Stairs came to the Phillies on Aug. 30, the last day to acquire players and have them eligible for the postseason, in a trade with Toronto for pitcher Fabio Castro. Eyre joined the team on Aug. 7 from the Cubs in exchange for minor-league righthander Brian Schlitter. Blanton was traded to the Phillies from Oakland on July 17 for prospects Adrian Cardenas, Josh Outman and Matt Spencer.

It didn't seem as if the Phillies gave up much and, at the time, it didn't seem as if they got much in return, either. Not when other teams were getting guys like Sabathia and Ramirez.

"We were all brought in as little pieces to the puzzle, and, hopefully, the puzzle is complete when it is time to go to the playoffs," Eyre said. "I was brought in to fill a little void. J.C. Romero was the only lefthanded reliever out there. Pat Gillick and [assistant general manager] Ruben Amaro took a chance after this guy in Chicago [Cubs manager Lou Piniella] said, 'I don't think this guy can pitch anymore.' And the GM there said, 'OK, I'll get him out of here for you.' "

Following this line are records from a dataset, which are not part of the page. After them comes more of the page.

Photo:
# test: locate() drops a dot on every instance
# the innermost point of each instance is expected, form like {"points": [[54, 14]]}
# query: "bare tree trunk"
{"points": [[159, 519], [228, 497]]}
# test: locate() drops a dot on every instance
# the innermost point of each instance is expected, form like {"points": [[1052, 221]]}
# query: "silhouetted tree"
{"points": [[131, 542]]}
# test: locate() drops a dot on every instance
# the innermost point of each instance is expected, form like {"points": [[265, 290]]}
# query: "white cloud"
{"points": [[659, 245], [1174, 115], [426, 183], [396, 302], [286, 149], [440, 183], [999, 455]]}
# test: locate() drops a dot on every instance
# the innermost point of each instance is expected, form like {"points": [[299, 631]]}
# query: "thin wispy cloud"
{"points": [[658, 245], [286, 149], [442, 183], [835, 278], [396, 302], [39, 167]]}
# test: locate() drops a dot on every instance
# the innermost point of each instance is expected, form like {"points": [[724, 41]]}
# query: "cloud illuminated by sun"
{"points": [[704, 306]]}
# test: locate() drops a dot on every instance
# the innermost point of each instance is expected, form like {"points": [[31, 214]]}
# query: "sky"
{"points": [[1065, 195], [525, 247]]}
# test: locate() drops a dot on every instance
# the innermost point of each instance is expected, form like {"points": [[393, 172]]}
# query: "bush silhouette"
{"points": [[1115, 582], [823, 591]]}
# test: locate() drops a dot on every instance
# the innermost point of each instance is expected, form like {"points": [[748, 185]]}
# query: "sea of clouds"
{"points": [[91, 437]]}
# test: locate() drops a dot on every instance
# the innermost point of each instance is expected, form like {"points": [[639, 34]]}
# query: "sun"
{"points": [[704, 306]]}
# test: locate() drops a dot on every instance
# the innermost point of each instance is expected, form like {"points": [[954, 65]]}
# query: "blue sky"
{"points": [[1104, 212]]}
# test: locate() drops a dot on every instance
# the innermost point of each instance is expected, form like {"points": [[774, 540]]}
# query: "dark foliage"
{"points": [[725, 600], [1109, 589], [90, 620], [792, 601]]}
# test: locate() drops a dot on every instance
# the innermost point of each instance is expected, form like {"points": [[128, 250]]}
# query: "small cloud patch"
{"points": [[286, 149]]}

Eyre has filled his role and so has Blanton, who was 4-0 in 13 starts for the Phillies after the trade and was the starting pitcher in the NL division series clincher against Milwaukee. When Kyle Kendrick and Adam Eaton proved to be undependable as the fourth starter, Blanton took the ball, pitched his innings, and gave the Phils a chance most nights. That's all he's asked to do.

"To go this far in the playoffs, it's a 25-man effort - and sometimes in September, it even takes a few more," Blanton said. "It takes everybody to make it. After I got to the team, within a short period of time, I found out how these guys approach the game and how hard the team plays no matter the score. A lot of good things happen when you think like that."

It takes some luck along the way, but it also takes having the right parts in place to create the luck. Gillick's moves weren't headline-makers at the time, but those guys are making the headlines now and Gillick is having the last laugh.

"You never win with the first 25 guys you start with," Eyre said. "I'll go out on a limb and say it's never happened. It's all about finishing the puzzle."

Tonight, the Phillies will take those pieces and try to make the World Series. If they do, before the first game, Matt Stairs will take batting practice and swing for nothing but home runs. Why change now?